[Haskell-cafe] Re: #haskell works

Thu Dec 20 08:01:59 EST 2007

Tim Chevalier wrote:
> On 12/14/07, Dan Piponi <dpiponi at gmail.com> wrote:
>> There have been some great improvements in array handling recently. I
>> decided to have a look at the assembly language generated by some
>> simple array manipulation code and understand why C is at least twice
>> as fast as ghc 6.8.1. One the one hand it was disappointing to see
>> that the Haskell register allocator seems a bit inept and was loading
>> data into registers that should never have been spilled out of
>> registers in the first place.
> 
> Someone who knows the backend better than I do can correct me if I'm
> wrong, but it's my understanding that GHC 6.8.1 doesn't even attempt
> to do any register allocation on x86. So -- register allocator? What
> register allocator?

That's not entirely true - there is a fairly decent linear-scan register 
allocator in GHC

http://darcs.haskell.org/ghc/compiler/nativeGen/RegAllocLinear.hs

the main bottleneck is not the quality of the register allocation (at 
least, not yet).

The first problem is that in order to get good performance when compiling 
via C we've had to lock various global variables into registers (the heap 
pointer, stack pointer etc.), which leaves too few registers free for 
argument passing on x86, so the stack is used too much.  This is probably 
why people often say that the register allocator sucks - in fact it is 
really the calling convention that sucks.  There is some other stupidness 
such as reloading values from the stack, though.

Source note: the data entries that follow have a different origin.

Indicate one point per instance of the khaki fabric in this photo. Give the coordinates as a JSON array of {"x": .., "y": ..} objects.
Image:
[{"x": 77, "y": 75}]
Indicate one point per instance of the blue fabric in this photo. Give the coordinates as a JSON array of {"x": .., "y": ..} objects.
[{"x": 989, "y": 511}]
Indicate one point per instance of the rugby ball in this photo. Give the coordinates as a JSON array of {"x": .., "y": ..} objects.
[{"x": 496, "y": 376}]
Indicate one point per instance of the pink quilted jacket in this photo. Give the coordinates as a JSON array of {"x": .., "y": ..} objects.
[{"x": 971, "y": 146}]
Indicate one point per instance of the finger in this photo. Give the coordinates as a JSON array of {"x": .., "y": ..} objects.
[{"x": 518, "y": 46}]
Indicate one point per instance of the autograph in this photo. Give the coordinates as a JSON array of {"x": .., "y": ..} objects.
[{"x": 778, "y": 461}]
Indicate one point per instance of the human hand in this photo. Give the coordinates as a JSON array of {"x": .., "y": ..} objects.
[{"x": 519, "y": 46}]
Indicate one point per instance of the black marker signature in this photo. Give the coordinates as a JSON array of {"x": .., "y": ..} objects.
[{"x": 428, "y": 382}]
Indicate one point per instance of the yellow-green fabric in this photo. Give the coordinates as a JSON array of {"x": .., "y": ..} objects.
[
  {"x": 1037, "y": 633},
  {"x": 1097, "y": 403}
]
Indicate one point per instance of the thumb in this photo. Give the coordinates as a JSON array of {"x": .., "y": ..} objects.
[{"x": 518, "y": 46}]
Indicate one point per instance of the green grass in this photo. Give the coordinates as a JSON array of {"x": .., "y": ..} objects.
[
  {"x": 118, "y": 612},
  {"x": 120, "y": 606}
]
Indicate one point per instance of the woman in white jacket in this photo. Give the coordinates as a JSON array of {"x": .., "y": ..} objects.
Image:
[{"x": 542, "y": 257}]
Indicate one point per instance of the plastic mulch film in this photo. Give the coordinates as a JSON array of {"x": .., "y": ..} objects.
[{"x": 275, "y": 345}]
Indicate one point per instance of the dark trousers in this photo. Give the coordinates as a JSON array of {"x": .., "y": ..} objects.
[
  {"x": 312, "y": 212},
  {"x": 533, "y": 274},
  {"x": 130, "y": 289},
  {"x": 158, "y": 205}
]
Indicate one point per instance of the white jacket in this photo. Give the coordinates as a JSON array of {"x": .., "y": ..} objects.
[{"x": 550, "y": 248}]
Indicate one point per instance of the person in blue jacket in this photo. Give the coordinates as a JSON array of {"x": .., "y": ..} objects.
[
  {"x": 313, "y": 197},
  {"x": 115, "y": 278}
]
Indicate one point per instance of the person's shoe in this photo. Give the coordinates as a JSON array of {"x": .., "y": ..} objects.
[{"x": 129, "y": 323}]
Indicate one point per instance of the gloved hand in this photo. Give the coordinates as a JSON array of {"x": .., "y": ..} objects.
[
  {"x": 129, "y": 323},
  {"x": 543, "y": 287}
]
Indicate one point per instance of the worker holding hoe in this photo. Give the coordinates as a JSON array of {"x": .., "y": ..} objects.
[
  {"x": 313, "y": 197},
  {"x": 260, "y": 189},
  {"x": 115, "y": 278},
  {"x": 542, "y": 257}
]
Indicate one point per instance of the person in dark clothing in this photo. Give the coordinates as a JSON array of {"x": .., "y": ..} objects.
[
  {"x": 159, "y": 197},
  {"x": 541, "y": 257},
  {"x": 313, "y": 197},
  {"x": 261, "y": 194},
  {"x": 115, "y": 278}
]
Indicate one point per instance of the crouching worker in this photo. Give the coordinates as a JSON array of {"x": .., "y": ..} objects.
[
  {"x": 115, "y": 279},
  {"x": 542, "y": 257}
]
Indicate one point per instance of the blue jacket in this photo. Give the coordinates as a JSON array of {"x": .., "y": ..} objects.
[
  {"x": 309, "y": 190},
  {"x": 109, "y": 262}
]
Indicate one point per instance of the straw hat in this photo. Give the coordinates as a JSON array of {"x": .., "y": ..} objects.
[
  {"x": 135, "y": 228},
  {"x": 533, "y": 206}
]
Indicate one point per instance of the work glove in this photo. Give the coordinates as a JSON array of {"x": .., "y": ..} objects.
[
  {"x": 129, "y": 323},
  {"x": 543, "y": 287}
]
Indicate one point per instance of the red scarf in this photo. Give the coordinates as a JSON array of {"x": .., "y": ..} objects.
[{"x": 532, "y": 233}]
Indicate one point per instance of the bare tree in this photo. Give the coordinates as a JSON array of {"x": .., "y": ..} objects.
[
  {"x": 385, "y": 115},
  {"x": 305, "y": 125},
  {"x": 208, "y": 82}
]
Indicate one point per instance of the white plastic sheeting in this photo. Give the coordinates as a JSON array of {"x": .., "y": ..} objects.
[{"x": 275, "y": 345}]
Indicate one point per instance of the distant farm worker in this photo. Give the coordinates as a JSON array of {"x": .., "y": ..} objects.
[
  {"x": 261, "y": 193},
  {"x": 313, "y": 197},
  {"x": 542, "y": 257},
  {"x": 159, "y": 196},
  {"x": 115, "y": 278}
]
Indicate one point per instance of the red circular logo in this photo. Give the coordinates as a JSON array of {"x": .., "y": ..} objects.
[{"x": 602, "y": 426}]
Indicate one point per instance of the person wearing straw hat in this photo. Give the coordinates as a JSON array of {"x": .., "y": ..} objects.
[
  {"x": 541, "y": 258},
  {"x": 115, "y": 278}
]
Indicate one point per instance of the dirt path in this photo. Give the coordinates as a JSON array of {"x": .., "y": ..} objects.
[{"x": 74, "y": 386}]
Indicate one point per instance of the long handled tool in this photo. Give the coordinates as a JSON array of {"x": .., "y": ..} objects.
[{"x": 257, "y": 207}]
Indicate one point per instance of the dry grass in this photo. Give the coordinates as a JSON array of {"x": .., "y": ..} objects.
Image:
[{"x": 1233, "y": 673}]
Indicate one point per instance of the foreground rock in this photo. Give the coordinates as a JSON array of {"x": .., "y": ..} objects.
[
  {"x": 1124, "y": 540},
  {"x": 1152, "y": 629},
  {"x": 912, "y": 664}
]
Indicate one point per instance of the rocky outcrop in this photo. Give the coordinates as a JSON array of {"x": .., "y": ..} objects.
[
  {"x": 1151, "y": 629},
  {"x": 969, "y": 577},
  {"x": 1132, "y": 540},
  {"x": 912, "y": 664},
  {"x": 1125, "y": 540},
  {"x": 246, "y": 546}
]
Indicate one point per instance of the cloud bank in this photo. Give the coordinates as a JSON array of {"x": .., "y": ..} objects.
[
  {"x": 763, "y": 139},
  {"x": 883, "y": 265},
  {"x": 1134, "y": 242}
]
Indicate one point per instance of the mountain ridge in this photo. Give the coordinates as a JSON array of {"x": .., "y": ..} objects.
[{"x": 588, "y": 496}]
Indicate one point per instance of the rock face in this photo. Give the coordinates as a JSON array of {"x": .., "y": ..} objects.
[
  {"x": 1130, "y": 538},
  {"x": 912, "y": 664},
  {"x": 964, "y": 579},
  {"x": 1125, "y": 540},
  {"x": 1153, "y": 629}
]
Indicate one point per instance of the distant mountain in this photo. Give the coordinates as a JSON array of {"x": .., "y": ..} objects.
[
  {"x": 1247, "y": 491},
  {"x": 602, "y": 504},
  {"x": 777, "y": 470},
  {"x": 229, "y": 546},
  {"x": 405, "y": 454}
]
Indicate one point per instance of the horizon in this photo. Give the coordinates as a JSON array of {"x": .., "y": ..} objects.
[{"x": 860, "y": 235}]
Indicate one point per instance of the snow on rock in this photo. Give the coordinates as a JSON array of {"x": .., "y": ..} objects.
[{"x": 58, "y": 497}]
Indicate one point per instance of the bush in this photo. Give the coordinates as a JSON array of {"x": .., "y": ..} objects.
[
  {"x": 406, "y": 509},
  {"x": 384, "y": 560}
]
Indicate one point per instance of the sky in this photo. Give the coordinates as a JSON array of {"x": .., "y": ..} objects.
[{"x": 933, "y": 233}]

Another problem is that the backend doesn't turn recursion into loops (i.e. 
backward jumps), so those crappy calling conventions are used around every 
loop.  If we fixed that - which is pretty easy, we've tried it - then the 
bottleneck becomes the lack of loop optimisations in the native code 
generator, and we also run into the limitations of the current register 
allocator.  Fortunately the latter has been fixed: Ben Lippmeier has 
written a graph-colouring allocator, and it's available for trying out in 
GHC HEAD.

Fixing it all properly means some fairly significant architectural changes, 
and dropping the via-C backend (except for bootstrapping on new platforms), 
which is what we'll be doing in 6.10.  I'd expect to see some dramatic 
improvements for those tight loops, in ByteString for example, but for 
"typical" Haskell code and GHC itself I'll be pleased if we get 10%.  We'll 
see.

Cheers,
	Simon